I have the following line of text, where I am trying to extract everything up to the first pipe character that is not enclosed in square brackets.
action=search sourcetype=audittrail [ localop | stats count | eval search_id = replace("$top10_drilldown_sid$", "^remote_[^_]*_", "") | table search_id ] [ localop | stats count | eval earliest = $top10_drilldown_earliest$ - 86400 | table earliest ] latest="$top10_drilldown_latest$" | stats values(savedsearch_name) AS search_name
Expected output:
action=search sourcetype=audittrail [ localop | stats count | eval search_id = replace("$top10_drilldown_sid$", "^remote_[^_]*_", "") | table search_id ] [ localop | stats count | eval earliest = $top10_drilldown_earliest$ - 86400 | table earliest ] latest="$top10_drilldown_latest$"
i.e. Everything but the trailing | stats values(savedsearch_name) AS search_name
Following some lookaround examples, I could (nearly) get what I needed using a JavaScript Regex expression
/.*\|(?![^\[]*\])/g
But this didn't translate well into a PCRE-compatible expression that worked (plus I want to capture everything up to, but not including, the first pipe).

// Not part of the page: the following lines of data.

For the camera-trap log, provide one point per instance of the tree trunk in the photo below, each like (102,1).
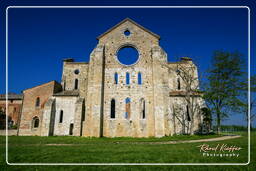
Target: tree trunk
(218,122)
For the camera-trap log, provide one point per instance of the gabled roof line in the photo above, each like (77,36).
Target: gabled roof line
(128,19)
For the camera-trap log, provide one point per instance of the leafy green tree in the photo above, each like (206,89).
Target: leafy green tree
(223,83)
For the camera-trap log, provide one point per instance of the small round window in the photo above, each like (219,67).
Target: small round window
(127,33)
(127,55)
(76,71)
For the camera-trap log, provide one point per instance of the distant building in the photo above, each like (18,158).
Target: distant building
(142,97)
(14,109)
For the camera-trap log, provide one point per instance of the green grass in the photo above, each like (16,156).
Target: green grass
(107,150)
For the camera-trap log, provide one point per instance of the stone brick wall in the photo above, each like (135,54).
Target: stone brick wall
(73,71)
(30,110)
(14,109)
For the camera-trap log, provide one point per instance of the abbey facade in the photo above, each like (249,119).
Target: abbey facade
(106,97)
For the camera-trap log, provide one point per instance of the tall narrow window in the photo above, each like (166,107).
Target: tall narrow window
(116,78)
(139,78)
(127,108)
(178,81)
(61,116)
(113,109)
(37,102)
(188,115)
(143,108)
(35,122)
(127,78)
(76,84)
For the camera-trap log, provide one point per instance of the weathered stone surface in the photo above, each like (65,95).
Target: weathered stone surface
(157,107)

From what I've read, the nested square brackets in the first bracketed set may be a complication that can't be worked around? There would only be one level of nested brackets in any given set (e.g. [..[]..]
or [..[]..[]..]
)
I admit that I don't think I've got my head fully around positive & negative lookarounds, but any help would be greatly appreciated!
In this kind of situation, it's more efficient to match all that isn't the delimiter than trying to split:
(?=[^|])[^][|]*(?:(\[[^][]*+(?:(?1)[^][]*)*+])[^][|]*)*
details:
(?=[^|]) # lookahead: ensure there's at least one non pipe character at the
# current position, the goal is to avoid empty match.
[^][|]* # all that isn't a bracket or a pipe
(?:
( # open the capture group 1: describe a bracket part
\[
[^][]*+ # all that isn't a bracket (note that you don't have to care
# about of the pipe here, you are between brackets)
(?:
(?1) # refer to the capture group 1 subpattern (it's a recursion
# since this reference is in the capture group 1 itself)
[^][]*
)*+
]
) # close the capture group 1
[^][|]*
)*
If you need empty parts too, you can rewrite it like this:
(?=[^|])[^][|]*(?:(\[[^][]*+(?:(?1)[^][]*)*+])[^][|]*)*|(?<=\|)